Chirality has been demonstrated crucial for spin filtering also in different polymers and π-conjugated molecules, as for example in organic light emitting diodes (OLEDs). Thanks to the CISS effect, chiral polymers represent a great alternative for spin polarization and injection with high spin selectivity. For instance, thin films of thiophene-based polymers incorporating cysteine exhibited high spin filter ability at room temperature, as shown using a solid-state device to determine magnetoresistance and electrochemical measurements (Mondal et al., 2015). Another intriguing example illustrating the importance of selective spin transport in supramolecular structures is the improvement in water splitting by avoiding the formation of hydrogen peroxide (Figure 2D). In this case, the anode was coated with a helix-forming chiral organic semiconductor that enhanced the desired process thanks to the CISS effect (Mtangi et al., 2017). Later on, the importance of supramolecular chirality rather than the number of chiral centers present in the molecule was demonstrated using coronene bisimide and porphyrin-like polymers with chiral (or achiral) alcoxyphenyl chains (Kulkarni et al., 2020). In principle, supramolecular helicity is expected to be inverted depending on the stereoconfiguration of the chiral centers in the π-conjugated molecule or polymer. However, it was shown that both, M and P chiral helicity can also emerge from a monomer with the same chirality (e.g., L-derivative). In this sense, the secondary arrangement can be inverted by changing the temperature (+20°C or −10°C) (Kulkarni et al., 2020), or by using a different solvent (Mishra et al., 2020b). More recently, spin polarization was identified in achiral polymers with a preferred helical arrangement induced by the use of chiral solvents. The authors used triphenylene-2,4,10-tricarboxamide derivatives, whose supramolecular chirality is biased to get either P- or M-helices when using chiral solvents (Mondal et al., 2021) (Figure 2E). The inversion of supramolecular chirality by means of temperature and solvent when using the same enantiomer affects spin selectivity, and confirms the importance of supramolecular orientation in selective spin transport. In fact, very recently, Meijer and coworkers claimed the pivotal role of chiral supramolecular order rather than the number of chiral centers in discrete molecules in the CISS effect using squarine dyes (Rösch et al., 2021).

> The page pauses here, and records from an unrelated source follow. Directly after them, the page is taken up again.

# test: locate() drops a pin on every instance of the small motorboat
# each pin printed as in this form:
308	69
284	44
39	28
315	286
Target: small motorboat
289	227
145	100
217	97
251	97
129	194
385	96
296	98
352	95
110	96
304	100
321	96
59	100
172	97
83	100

Inorganic and hybrid inorganic-organic materials have shown as well properties as spin filters. Hybrid materials of perovskites frameworks integrating a chiral organic sublattice have presented spin selectivity much larger than previously reported in SAM systems (Waldeck et al., 2021). Recently, Lu et al. achieved spin polarizations of up to 86% in oriented R- and S-chiral 2D-layered Pb-iodide hybrid organic-inorganic perovskite (HOIP) films. Weak thickness dependence was displayed in films from 20–100 nm (Lu et al., 2019) In another report, Huang et al. demonstrated that chiral-HOIPs are capable of changing the magnetization of an adjacent NiFe ferromagnetic substrate. The sign of the magnetization studied by Magneto-optic Kerr rotation effect depended on the chirality of the HOIP (Huang et al., 2020). Recently, a spin-polarized LED at room temperature without magnetic or ferromagnetic contacts, which are normally required has been reported (Kim et al., 2021). Furthermore, bioinspired chiral metal-organic Cu(II) phenylalanine (D- or L-) crystals have shown to present CISS electron conduction over long ranges (300 nm) at room temperature measured by magnetic cp-AFM. Interestingly, the authors also reported a thermally activated ferromagnetic behavior, which had only been identified in inorganic materials(Huang et al., 2020).

In 2019 Ghosh et al. prepared copper oxide films capable of spin polarize photoelectrons and act as electrocatalyst for the conversion of water to oxygen. The spin filtering ability of chiral CuO avoids the generation of side products such as H₂O₂ (Ghosh et al., 2019). In another example by the same group, chiral cobalt oxide films used as electrocatalysts in the oxygen evolution reaction achieved a 1.4-fold increase in the production of oxygen(Ghosh et al., 2020).